Tuesday, October 21, 2014

CANON OF FILM: "THE DOUBLE LIFE OF VERONIQUE"

THE DOUBLE LIFE OF VERONIQUE (1991)

Director: Krzysztof Kieslowski
Screenplay: Krzysztof Kieslowski & Krzysztof Piesiewicz



One of my favorite directors to analyze is Krzysztof Kieslowski. His name in America doesn't always get mentioned among the Bergman, Fellini, Tarkovsky, or other great literary poets of film, but he is one of the most natural artistic filmmakers ever. His works are usually character-driven, and often deal with much simpler stories, at least character-wise, but his films are never boring, and in fact, within these simple tales lies very complex ideas on how luck, chance, fate, coincidence, and destiny seem to affect our lives. His most famous works include “The Decalogue,” a 10-part series of 1 hour films originally made for Polish television that found it’s way to theaters where each film deals with one of the 10 Commandments, in quite unusual ways, (It’s often unclear just what Commandments match with each film.) and the Three Colors trilogy, “Blue,” “White,” and “Red.” The titles represent the colors on the French Flag which represent liberty, equality, and fraternity respectively, and shows us how liberty can be found inward for a woman after her husband and son are killed, and equality in a man returning to Poland post-communist reign and becoming an entrepreneur, and “Red,” his last film, gave him his only Oscar nomination, involves a woman who runs over a judge’s dog, nurse’s him back to health, to find the judge as someone who spends his days listening on the radio to the phone calls of others, as his radio has crossed signals. 

I've written Canon of Film entries for each of the Three Colors Trilogy, and eventually I'll post one on "The Decalogue", but both of those are not only for the advance class, they're relatively ungainly to go through, especially if you don't have a prior base of Kieslowski to use as a guide. People should be introduced to him though so I usually recommend people get their first taste of Kieslowski by watching “The Double Life of Veronique,” but don't get that confused with it being a weaker film of his, it's not; it's just as amazing a film he’s ever done.  

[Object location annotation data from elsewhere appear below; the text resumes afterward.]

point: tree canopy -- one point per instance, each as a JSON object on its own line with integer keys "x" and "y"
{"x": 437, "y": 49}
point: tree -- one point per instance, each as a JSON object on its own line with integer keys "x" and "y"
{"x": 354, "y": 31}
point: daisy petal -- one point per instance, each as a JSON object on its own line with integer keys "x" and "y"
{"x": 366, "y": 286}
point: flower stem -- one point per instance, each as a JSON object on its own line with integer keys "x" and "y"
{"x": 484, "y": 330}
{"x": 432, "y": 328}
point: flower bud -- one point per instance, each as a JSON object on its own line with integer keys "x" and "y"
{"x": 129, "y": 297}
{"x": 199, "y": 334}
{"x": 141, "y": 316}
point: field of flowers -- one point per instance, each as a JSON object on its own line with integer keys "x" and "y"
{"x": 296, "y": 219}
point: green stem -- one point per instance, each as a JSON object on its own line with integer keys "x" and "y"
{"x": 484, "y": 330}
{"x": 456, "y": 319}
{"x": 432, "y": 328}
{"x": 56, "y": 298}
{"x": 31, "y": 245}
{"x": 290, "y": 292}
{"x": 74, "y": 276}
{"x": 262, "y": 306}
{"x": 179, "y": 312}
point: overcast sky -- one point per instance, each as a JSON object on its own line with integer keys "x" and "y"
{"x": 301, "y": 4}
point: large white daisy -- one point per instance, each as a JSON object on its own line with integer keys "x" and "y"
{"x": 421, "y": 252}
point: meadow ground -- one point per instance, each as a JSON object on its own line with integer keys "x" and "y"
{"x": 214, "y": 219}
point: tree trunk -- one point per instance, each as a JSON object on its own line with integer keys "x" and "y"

Weronika (Irene Jacob), is a Polish choir singer in Krakow, who was taught to look at the world upside down and has always had a nagging feeling that she isn’t alone in the world; she can’t explain it though. She's visiting Krakow getting discovered and preparing for a major performance, but on a day out, she thinks she sees something, or maybe she didn’t see it, or maybe she doesn’t know what she saw, but she sees somebody who looks just like her going onto a bus and snapping photographs. We don’t know if the other girl saw her, or for that matter what might have happened if they met each other. 

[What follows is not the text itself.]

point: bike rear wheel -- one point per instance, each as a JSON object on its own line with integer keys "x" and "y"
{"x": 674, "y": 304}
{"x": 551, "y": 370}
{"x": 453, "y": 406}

There's been a lot of use of dobblegangers in film recently, and there's a rich history of them being used all through literature, but the way they're approach here, is unlike any other.  Eventually, we meet the other girl, a French music teacher named Veronique, who was taught to look at the world real close, and who, like her counterpart, has lived life with the same feeling that she isn’t alone in the world. There lives don’t cross sort-of-speak, but are parallel, even if they aren’t aware of it. This movie isn’t about any kind of science or fantasy or the how of it, but about how spirit and souls can seem inherently connected, the metaphysics perhaps. Movements, like placing a ring to your eyes, to put down eyebrow hair, or the twist of a string around a finger. When I was young, whenever I’d hear someone yell my name, when nobody did, I was told it was a guardian angel warning me. This movie feels like that, it protects us, but invites us to new unique possibilities and worlds. 

“They both had dark hair and brownish-green eyes… one of them burned her hand on a stove. A few days later…” pontificates Veronique's eventual boyfriend Alexandre (Phillippe Voter); I’ll leave it to you to find out the rest of the line.